An attacker intercepts the request, changes the amount to 1 cent, and your server dutifully charges them 1 cent and sends a payment_intent.succeeded event. Your webhook fires, sees a success, and unlocks whatever they bought.

const PRICES: Record<string, number> = {
  'plan_pro': 4900,
  'plan_starter': 1900,
};

export async function POST(req: Request) {
  const { productId, userId } = await req.json();

  // Amount comes from your server, never the client
  const amount = PRICES[productId];
  if (!amount) return new Response('Invalid product', { status: 400 });

  const paymentIntent = await stripe.paymentIntents.create({
    amount,
    currency: 'usd',
    metadata: { userId, productId },
  });
}

4. Refund and cancellation logic

Refund endpoints are often thrown together quickly and rarely tested beyond the happy path. The two failures I see most often: no authentication check (meaning anyone can refund any charge ID they find), and no ownership verification (meaning an authenticated user can refund a charge that belongs to a different user).

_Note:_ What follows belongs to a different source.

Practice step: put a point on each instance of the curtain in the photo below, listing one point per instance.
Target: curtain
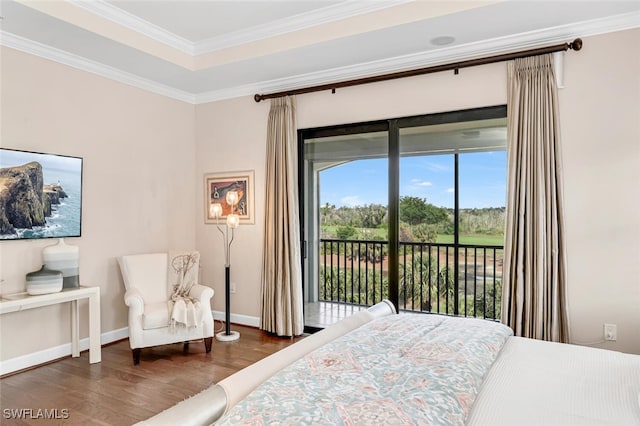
(281, 262)
(534, 302)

// Any authenticated user can refund any charge
export async function POST(req: Request) {
  const { chargeId } = await req.json();
  const refund = await stripe.refunds.create({ charge: chargeId });
  return Response.json({ refund });
}

export async function POST(req: Request) {
  const session = await getSession(req);
  if (!session) return new Response('Unauthorized', { status: 401 });

  const { chargeId } = await req.json();

  // Verify this charge belongs to the requesting user
  const charge = await stripe.charges.retrieve(chargeId);
  if (charge.metadata.userId !== session.userId) {
    return new Response('Forbidden', { status: 403 });
  }

  const refund = await stripe.refunds.create({ charge: chargeId });
  return Response.json({ refund });
}

The pattern here

Every one of these vulnerabilities follows the same shape: trust flows in the wrong direction. Client data is trusted server-side. External requests are trusted without verification. Operations are trusted without ownership checks.

Stripe can't fix that for you — it doesn't know what your application logic is supposed to do. That's the part you own. And if you've built with an AI assistant, there's a decent chance at least one of these is sitting in your codebase right now, waiting.